Dean maintains eye contact with Sam for a few more seconds, then breaks it the same way he stomped his boot. Carefully, he bends down and picks up the table. With a soft grunt, he wheels it into a corner, out of the way. “There are a million things I want to say to you right now, not all of them pretty, but we’re late.” Tie straightened, Dean takes a step towards the bed, taller than Sam for once. In a low voice, Dean rumbles, “I’m not letting you check out. I _can_ and _will_ stop you from that.”

For good measure, and because he’s a jerk, Dean straightens his tie once more just to show he means business. Sam rolls his eyes, which Dean ignores.

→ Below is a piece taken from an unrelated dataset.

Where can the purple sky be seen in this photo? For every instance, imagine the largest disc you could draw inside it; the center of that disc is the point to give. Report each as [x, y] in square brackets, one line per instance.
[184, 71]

A different nurse--male, an inch shorter than Dean--walks in and attempts to approach the situation with a positive attitude. Wrong. Wrong, wrong, wrong. Good fucking luck. Sam doesn’t respond to a single joke, comment, or lighthearted observation. Dean does, and good for him. He can yap away with the nurse. Why don’t they just hold hands while they’re at it? Then they can both skip merrily into the sunset.

If they’re such good friends, they can both go suck a hospital-grade hard boiled egg.

More cheerful nurses herald Sam’s arrival to radiology. By the size of their smiles, it seems like this is the happenin’ place to be. That or word about Sam has spread and everyone’s terrified of him. And that’s fine. But he’d prefer less smiling.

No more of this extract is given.